Not always though. There has been the standing issue of the blood clot. A blood clot is a synthesis of about 50 protiens, all of which are necessary to make anything useful. I.E if you take any one of them away you get a protien soup rather than a blood clot. This is a problem for Darwinism which tends to build everything in small, independant steps. I now suspect that the clot was built in small steps up to 100 or so protiens then withered down to the 50 specialized protiens we have now. But to my knowledge a robust model is still pending.

There is also the problem of the inert gene sequences. Richard Dawkins helped with that problem by supposing gene-centric, rather than organism-centric, evolution in his book The Selfish Gene. In this same book was the seeds of the new science of memetics. Memetics helped me get over most of the other problems I had with Darwinism, but one major issue remains.

There is an understandable story that tells of how molecules on a lifeless earth came to be reorganized to build such wonderful things as the societies and institutions we have today. I have reason to believe such a story exists but that certain chapters of it have not been written yet. The major unwritten chapter in my story is the development of sexual reproduction.

With the help of memetics and Steve Grand's book Creation, I can follow how in the primordial soup there would have been created a few molecules that, by some aspect of their nature, directly or indirectly encouraged other similar molecules to be formed. These molecules would have undergone exponential growth until they reached some natural carrying capacity.

This point could likely have been the first time in history survival of the fittest was put into full effect. This is when the small variations in copying during the exponential growth would have given some molecules advantages over others to have access to the resources necessary to make further copies. The advantages would have been slight, perhaps not much more powerful than chance, but unlike chance these advantages would have been consistent and would therefore shape populations.

As the competition built innovation upon innovation, the molecules would have grown more complex. The larger molecules would now need many substances and catalysts to synthesize themselves and could now be seen to amass them in a sort of bag, perhaps with a lipid lining that we might want to call a cell, though they would have been much smaller and many orders of magnatude less sophisticated. But it might have been a distant relative of the cell nucleus.

Many intermediate forms later, the duplication process got very sophisticated. Another layer of encapsulation has been added to readily store even more substances and catalysts. Many variations of cells have likely experimented with growing even larger but the thickness of the membrane necessary to contain that much mass wasn't effective. A few might have tried moving toward adding a third membrane but it added complexities that just didn't work.

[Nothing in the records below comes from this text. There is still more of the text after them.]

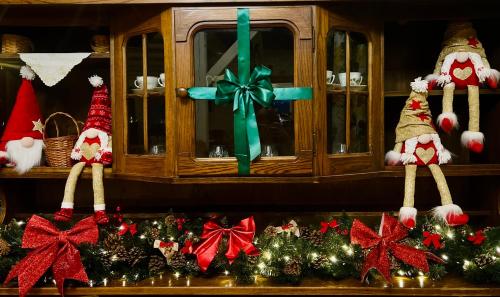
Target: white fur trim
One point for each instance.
(441, 212)
(392, 157)
(467, 136)
(67, 205)
(419, 85)
(27, 73)
(450, 116)
(406, 212)
(96, 81)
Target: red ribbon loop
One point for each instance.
(240, 238)
(378, 257)
(52, 248)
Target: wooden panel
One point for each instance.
(187, 21)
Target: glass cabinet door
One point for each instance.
(351, 80)
(205, 47)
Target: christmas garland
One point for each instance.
(133, 251)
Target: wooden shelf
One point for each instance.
(49, 172)
(440, 92)
(170, 285)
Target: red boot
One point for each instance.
(100, 217)
(64, 215)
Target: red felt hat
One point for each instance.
(25, 119)
(99, 116)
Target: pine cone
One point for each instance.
(170, 220)
(156, 264)
(135, 255)
(4, 248)
(270, 231)
(314, 236)
(292, 268)
(177, 261)
(112, 243)
(319, 262)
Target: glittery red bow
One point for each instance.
(477, 238)
(432, 239)
(325, 225)
(52, 248)
(240, 238)
(124, 228)
(391, 232)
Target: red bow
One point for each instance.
(52, 248)
(477, 238)
(432, 239)
(240, 238)
(378, 257)
(124, 227)
(325, 225)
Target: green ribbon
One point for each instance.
(242, 91)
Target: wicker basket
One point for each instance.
(100, 43)
(13, 44)
(58, 149)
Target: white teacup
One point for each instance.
(355, 78)
(330, 77)
(151, 83)
(161, 80)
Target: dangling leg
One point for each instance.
(472, 138)
(66, 211)
(407, 213)
(98, 186)
(448, 119)
(450, 213)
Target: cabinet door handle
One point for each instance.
(181, 92)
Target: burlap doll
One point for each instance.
(418, 144)
(92, 149)
(462, 64)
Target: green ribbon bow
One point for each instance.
(243, 91)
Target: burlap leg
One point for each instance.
(69, 189)
(411, 173)
(473, 92)
(97, 183)
(442, 185)
(448, 91)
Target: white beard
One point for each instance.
(25, 158)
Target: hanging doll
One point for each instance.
(418, 144)
(92, 149)
(462, 64)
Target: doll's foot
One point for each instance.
(474, 141)
(100, 217)
(447, 121)
(64, 215)
(408, 216)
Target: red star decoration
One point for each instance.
(472, 41)
(415, 104)
(423, 117)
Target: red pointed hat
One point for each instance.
(25, 119)
(99, 116)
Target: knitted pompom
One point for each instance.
(96, 81)
(419, 85)
(27, 73)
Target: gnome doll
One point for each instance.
(92, 149)
(21, 144)
(462, 64)
(418, 144)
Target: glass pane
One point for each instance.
(156, 94)
(336, 113)
(215, 50)
(135, 106)
(359, 93)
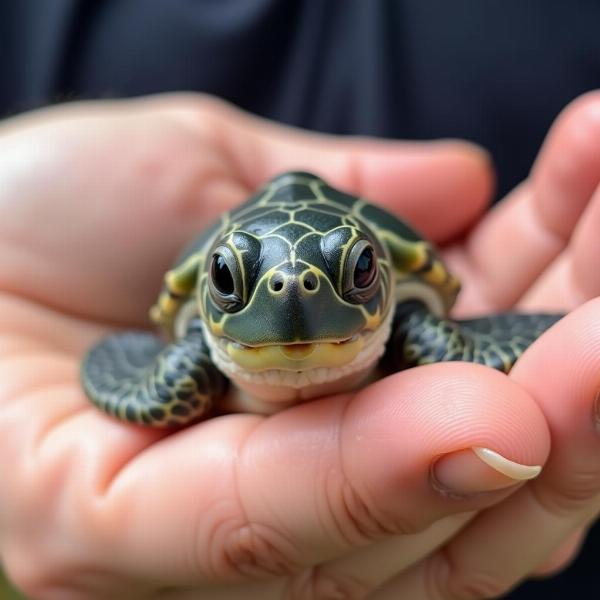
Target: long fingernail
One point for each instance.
(477, 470)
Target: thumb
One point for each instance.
(254, 496)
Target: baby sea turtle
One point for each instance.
(297, 293)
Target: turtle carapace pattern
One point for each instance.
(297, 293)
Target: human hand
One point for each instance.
(536, 251)
(96, 201)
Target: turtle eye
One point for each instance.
(221, 275)
(225, 280)
(360, 273)
(365, 269)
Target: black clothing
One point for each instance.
(495, 72)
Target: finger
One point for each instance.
(110, 232)
(563, 556)
(243, 497)
(518, 239)
(573, 277)
(561, 372)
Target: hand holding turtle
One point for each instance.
(126, 517)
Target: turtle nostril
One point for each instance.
(310, 282)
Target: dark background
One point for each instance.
(496, 72)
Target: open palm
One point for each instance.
(95, 202)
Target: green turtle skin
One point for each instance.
(298, 292)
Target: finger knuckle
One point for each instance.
(574, 495)
(254, 551)
(359, 518)
(321, 583)
(450, 579)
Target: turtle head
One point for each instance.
(294, 308)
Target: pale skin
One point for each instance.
(340, 495)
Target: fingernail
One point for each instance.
(477, 470)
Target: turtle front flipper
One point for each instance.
(419, 337)
(135, 377)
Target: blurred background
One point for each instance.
(495, 72)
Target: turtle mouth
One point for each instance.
(294, 356)
(297, 365)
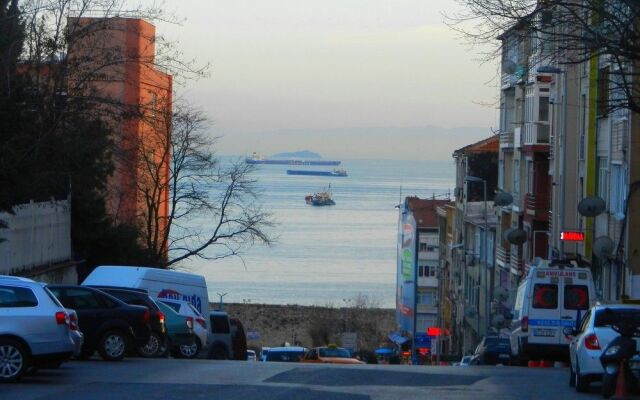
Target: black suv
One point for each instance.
(109, 325)
(492, 350)
(140, 297)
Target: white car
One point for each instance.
(588, 342)
(36, 330)
(200, 323)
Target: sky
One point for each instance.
(344, 78)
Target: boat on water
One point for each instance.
(320, 198)
(257, 159)
(335, 172)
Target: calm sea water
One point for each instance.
(327, 255)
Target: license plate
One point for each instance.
(544, 332)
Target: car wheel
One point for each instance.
(112, 346)
(152, 348)
(14, 360)
(581, 382)
(218, 353)
(190, 351)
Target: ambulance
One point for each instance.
(553, 295)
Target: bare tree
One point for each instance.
(572, 32)
(196, 205)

A few of the cells got lucky and stumbled onto something that did work. They started collecting or synthesizing molecules that were sensitive to things like heat and light, and others found more ways to get information about their environment. Some would take in a sample from the outside world and bring it in for analysis.

Information about your environment is not much help if you can't do anything about it so response mechanisms were developed. These may have included propulsion and a way of releasing specific chemicals when they found themselves in a certain kind of enviroment.

When in the presence of other cells there would have been interesting releases of chemicals that triggered a counter-release, and so on. This could easily be considered the first communication. As time went on and complexity grew, these communications could come to include vibrations and discharges of light and heat. The sophistication of communication got to a level where other cells could be coordinated so that they actually worked with each other instead of against each other. Being in a crowded area still meant you had less of a stake in the food in area, but woking as a network took less effort to capture it. These were perhaps the first societies and made possible new biological forms like sponges.


And I think that is all for now. I may continue this later.. probably in another post.